‘Uzmanlara göre, Biden Yönetimi’nin Tutumu Amerikalıların Görüşlerini Yansıtmıyor’
ABD’nin dış politikası, işbirliği yapma isteği göstermiyor. Dış ve güvenlik politika uzmanı Shea Bradley-Farrell, Radyo Kossuth’a verdiği röportajda bunu belirtti. Washington merkezli Counterpoint Institute’in başkanı olan ve aynı zamanda Macaristan’daki Fundamental Rights Merkezi’nde konuk araştırmacı olan Bradley-Farrell, ABD’nin ideolojik saldırısının diğer devletlerle ilişkilerine etkisini de tartıştı.
Shea Bradley-Farrell, ABD büyükelçilik binalarına Pride bayraklarının asılmasını ABD hükümeti politikasının bir göstergesi olarak yorumladı, ancak bu bayrakların Amerikan halkının çoğunluğunu ya da dünya genelindeki insanları temsil etmediğini belirtti.

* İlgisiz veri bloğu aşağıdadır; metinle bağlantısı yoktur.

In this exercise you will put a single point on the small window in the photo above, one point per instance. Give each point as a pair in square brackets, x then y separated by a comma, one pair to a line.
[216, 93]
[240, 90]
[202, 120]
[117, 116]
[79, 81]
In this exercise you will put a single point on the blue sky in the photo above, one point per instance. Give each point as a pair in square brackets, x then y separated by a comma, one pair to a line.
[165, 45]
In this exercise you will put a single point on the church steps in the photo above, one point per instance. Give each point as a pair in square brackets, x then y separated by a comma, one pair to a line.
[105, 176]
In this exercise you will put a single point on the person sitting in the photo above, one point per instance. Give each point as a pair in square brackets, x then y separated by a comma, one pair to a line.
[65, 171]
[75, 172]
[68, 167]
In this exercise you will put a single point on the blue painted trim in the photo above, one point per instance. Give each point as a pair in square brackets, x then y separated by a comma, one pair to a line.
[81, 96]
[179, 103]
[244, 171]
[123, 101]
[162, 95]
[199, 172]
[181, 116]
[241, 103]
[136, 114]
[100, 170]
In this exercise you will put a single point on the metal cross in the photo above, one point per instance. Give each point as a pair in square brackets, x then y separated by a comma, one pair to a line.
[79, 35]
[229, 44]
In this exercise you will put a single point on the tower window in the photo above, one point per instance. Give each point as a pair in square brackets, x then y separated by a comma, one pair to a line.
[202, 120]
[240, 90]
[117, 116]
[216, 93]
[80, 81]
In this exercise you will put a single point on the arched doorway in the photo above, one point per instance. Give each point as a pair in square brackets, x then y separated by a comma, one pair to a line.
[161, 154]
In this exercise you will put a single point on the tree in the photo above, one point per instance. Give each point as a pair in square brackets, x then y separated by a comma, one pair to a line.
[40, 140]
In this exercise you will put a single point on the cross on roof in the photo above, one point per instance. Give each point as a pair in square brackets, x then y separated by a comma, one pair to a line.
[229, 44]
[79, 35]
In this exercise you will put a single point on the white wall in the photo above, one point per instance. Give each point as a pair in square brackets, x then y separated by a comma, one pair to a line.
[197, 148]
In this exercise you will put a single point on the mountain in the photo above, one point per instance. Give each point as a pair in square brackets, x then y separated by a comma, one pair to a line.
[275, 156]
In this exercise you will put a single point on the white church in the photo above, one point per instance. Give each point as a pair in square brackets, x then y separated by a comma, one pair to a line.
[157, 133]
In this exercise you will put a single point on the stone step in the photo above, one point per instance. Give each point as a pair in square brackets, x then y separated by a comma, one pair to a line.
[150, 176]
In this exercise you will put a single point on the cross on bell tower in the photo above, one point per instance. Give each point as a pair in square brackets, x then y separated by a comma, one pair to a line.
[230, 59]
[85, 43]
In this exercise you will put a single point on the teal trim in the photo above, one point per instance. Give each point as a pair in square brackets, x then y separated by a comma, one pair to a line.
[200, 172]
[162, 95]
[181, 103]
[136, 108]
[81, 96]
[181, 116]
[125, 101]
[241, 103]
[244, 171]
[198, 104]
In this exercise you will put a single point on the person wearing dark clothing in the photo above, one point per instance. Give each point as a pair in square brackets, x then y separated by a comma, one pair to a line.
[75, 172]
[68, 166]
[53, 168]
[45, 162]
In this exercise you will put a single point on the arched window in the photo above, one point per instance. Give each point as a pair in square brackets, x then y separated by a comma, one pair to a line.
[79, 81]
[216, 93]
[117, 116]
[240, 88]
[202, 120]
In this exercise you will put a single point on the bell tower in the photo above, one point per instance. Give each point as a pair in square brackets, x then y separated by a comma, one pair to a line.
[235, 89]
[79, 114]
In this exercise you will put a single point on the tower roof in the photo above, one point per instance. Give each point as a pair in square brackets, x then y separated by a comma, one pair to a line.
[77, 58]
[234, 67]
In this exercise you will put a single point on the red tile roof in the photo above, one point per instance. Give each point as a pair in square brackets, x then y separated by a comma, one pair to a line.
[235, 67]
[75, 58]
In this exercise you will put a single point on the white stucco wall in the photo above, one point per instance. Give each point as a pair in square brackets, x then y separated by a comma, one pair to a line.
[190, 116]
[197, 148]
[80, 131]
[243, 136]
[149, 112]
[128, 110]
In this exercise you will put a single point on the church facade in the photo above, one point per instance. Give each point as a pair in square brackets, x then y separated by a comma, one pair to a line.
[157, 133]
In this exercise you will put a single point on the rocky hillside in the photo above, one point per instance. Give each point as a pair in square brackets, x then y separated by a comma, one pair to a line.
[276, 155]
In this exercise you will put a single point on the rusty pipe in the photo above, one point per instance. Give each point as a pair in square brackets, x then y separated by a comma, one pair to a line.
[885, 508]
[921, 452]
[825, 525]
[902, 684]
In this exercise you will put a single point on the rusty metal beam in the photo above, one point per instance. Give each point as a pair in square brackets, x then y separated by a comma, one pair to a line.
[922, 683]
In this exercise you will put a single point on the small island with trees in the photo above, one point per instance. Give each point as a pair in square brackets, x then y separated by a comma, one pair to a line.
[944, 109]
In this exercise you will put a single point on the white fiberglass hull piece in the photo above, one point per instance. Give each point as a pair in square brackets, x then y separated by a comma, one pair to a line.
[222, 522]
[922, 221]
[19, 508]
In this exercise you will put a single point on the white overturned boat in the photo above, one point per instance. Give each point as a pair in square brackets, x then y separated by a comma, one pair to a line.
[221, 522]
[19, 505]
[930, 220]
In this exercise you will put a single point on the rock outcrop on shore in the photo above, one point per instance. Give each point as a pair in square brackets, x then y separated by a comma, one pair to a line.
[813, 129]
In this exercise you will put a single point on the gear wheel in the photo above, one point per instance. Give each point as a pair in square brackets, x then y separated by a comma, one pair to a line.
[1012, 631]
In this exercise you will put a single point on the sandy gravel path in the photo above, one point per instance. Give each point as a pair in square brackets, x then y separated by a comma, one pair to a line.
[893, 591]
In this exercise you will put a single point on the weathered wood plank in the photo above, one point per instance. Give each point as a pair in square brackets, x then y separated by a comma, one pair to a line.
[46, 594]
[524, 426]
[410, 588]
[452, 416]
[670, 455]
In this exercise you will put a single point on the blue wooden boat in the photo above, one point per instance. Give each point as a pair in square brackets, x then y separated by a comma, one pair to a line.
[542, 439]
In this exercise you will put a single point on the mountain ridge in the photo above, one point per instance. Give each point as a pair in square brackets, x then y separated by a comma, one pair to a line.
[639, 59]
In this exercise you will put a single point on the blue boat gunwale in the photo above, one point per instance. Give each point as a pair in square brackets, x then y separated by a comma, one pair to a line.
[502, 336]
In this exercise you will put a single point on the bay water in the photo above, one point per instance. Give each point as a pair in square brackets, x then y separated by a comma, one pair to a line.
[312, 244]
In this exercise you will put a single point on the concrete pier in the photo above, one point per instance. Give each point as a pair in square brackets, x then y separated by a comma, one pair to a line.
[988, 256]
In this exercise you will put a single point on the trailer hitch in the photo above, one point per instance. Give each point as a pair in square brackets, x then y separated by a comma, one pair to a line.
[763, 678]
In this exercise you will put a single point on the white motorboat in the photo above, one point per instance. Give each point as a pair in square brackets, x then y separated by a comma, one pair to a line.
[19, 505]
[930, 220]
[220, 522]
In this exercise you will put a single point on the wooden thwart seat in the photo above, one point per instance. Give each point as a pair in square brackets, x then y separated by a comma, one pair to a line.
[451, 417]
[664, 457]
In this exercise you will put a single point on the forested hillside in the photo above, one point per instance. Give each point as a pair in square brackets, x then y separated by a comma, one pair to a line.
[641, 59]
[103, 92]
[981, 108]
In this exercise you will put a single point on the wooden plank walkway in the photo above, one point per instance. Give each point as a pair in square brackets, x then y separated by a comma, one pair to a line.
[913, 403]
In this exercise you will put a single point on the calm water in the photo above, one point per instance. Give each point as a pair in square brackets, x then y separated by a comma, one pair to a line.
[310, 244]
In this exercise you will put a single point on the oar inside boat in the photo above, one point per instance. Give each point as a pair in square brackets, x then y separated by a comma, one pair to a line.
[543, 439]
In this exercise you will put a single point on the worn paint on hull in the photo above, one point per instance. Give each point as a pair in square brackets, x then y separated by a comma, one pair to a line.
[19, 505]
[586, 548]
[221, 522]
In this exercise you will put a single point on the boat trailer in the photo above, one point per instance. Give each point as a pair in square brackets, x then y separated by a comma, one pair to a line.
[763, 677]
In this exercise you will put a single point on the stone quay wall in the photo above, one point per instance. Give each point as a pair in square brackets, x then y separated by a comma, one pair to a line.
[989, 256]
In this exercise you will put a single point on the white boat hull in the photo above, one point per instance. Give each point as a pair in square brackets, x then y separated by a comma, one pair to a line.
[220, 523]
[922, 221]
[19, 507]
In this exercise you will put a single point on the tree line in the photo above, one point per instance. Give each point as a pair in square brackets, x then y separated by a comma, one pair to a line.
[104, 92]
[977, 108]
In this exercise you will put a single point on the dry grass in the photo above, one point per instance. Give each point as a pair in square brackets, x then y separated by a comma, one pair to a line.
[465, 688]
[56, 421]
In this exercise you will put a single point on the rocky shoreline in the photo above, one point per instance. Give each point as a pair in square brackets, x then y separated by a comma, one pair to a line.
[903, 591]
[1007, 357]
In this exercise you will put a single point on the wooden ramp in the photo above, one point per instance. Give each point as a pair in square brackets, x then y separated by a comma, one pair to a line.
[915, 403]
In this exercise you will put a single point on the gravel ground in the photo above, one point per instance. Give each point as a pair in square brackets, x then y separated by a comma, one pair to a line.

Bir Pew araştırmasının sonuçlarını hatırlatarak, dünyadaki ülkelerin çoğunluğunun homoseksüelliği ahlakın bir parçası olarak kabul etmediğini söyledi. Yine de, dünya genelindeki LGBT topluluğunun kültürel kabulünü kazanmak için ABD’nin Obama döneminden bu yana yabancı devletlere baskı yaptığını ekledi.
Uzmanın açıklamalarına göre, ABD, LGBT topluluğunun üyelerinin de dahil olduğu, genel anlamda insan haklarını koruma işinde olmalıdır. Ancak sosyal ideoloji aşılamak ve diğer ülkelere kültürel kabul dayatmak bu işin bir parçası değildir. Ayrıca, bu davranışın sonucunda ABD’nin bulunduğu çoğu ülkede çoğunluk tarafından olumsuz bir şekilde algılandığını ve bu durumun potansiyel müttefiklerin ve hatta dostların uzaklaşmasına neden olduğunu belirtti.
Bradley-Farrell ayrıca Macaristan’daki duruma da değindi ve ABD’nin Macaristan Büyükelçisi David Pressman’ın ataması onaylanmadan önce Macaristan’da insan hakları gerilemesi konusunda konuştuğunu belirtti. Ona göre bunun tek nedeni, Macaristan’ın LGBT konularını Avrupa Birliği’nin istediği şekilde okul müfredatına almamasıydı.
Kendisinin Macaristan’ı dört kez ziyaret ettiğini ve burada son iki ayını yaşadığını hatırlatan Shea Bradley-Farrell, Amerikan kamuoyunun Macaristan hakkındaki bilgilerinin liberal sol medyadan geldiğini ve bu bilgilerin çoğunlukla olumsuz raporlar olduğunu vurguladı. Bu nedenle, Macaristan’da bir süre yaşamış insanların bu iddiaların doğru olmadığını söylemelerinin önemli olduğunu düşünüyor.
Shea Bradley-Farrell, kendisinin de farklı bir perspektif sunmak amacıyla Macaristan hakkındaki izlenimlerini birkaç platformda paylaştığını ve Amerikalıların diğer ülkeler hakkındaki gerçeği duymaya çok açık olduklarına inandığını söyledi.
Bradley-Farrell’a göre, farklı şekillerde muhafazakar değerlere sahip olmak isteyen insanların sayısı artacaktır. Macaristan tarafında ise hükümetin doğru olduğuna inandığı şeyler için dik durması büyük bir cesaret olarak görülmektedir çünkü bu iyi bir örnektir.